# Clean Run?



## LazyGRanch713 (Jul 22, 2009)

Is Clean Run Magazine a worthwhile subscription? Would it help me not be a bumbling lunatic?


----------



## Keechak (Aug 10, 2008)

If you want to cover shipping I can send you out a few of my old issues you can have, I really like the mag.


----------



## RaeganW (Jul 14, 2009)

You can dump some of them on me anytime, Keechak.  Gatsby goes nuts for them, they smell like Aussie. I keep meaning to subscribe when I have a spare $70 (or whatever it is) laying around.


----------



## LynnI (Mar 27, 2010)

LazyGRanch713 said:


> Is Clean Run Magazine a worthwhile subscription? Would it help me not be a bumbling lunatic?

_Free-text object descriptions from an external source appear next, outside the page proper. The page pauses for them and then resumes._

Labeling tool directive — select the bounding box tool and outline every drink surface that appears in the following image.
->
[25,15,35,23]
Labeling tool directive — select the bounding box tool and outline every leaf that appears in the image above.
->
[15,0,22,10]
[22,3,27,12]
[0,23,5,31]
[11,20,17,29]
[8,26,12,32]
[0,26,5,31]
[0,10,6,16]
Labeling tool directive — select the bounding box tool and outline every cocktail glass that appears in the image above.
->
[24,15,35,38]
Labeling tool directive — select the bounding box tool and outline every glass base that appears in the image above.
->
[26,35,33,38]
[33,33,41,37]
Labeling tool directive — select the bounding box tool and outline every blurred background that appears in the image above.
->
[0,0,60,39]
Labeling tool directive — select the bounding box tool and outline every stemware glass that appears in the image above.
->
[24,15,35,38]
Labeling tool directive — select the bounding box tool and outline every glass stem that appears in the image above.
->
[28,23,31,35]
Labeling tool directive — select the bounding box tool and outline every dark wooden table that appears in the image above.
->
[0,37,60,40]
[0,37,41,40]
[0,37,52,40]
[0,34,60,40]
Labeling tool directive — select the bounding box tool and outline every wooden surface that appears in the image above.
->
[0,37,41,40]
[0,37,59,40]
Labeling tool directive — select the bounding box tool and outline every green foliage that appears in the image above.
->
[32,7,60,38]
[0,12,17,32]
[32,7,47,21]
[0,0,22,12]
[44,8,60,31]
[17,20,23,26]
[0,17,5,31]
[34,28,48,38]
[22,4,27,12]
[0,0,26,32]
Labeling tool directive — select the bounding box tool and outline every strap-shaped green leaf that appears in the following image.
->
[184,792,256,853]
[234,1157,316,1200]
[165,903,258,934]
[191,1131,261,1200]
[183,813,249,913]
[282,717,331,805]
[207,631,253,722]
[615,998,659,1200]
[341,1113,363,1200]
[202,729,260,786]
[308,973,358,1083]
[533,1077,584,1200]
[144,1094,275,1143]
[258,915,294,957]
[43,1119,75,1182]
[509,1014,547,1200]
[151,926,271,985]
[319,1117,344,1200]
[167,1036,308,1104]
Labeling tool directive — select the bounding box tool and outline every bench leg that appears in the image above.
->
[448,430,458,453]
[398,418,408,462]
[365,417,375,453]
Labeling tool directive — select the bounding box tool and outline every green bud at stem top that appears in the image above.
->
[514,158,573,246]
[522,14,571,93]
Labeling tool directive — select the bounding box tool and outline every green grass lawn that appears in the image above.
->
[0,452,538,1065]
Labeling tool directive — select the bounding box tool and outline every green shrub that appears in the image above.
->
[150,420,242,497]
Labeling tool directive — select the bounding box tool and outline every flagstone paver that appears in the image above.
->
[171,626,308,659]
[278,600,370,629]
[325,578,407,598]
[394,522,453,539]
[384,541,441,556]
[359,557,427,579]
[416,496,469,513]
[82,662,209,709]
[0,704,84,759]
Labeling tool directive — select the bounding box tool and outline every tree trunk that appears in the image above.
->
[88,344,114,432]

Very worth it in my opinion, been getting them for years and don't expect to stop anytime soon


----------



## So Cavalier (Jul 23, 2010)

I get this magazine and really enjoy it. 



> Would it help me not be a bumbling lunatic?


Unfortunately, I am still a bumbling lunatic...but at least I know what I doing wrong.....


----------



## Shaina (Oct 28, 2007)

CR has the potential to decrease bumbling, but may well increase lunacy


----------



## LazyGRanch713 (Jul 22, 2009)

Shaina said:


> CR has the potential to decrease bumbling, but may well increase lunacy


Count me in.


----------



## MrsBoats (May 20, 2010)

CR is worth it and then some! Sign up for it, you won't regret it if you want to be serious with agility.


----------



## Keechak (Aug 10, 2008)

ya the only reason I don't subscribe anymore is because my interests in performance events got wider and I am now looking for a more variety mag. The thing I miss the most about the CR was the updates on whats happening in the various venues (AKC, ASCA, NADAC, USDAA,TDAA, ect.)


----------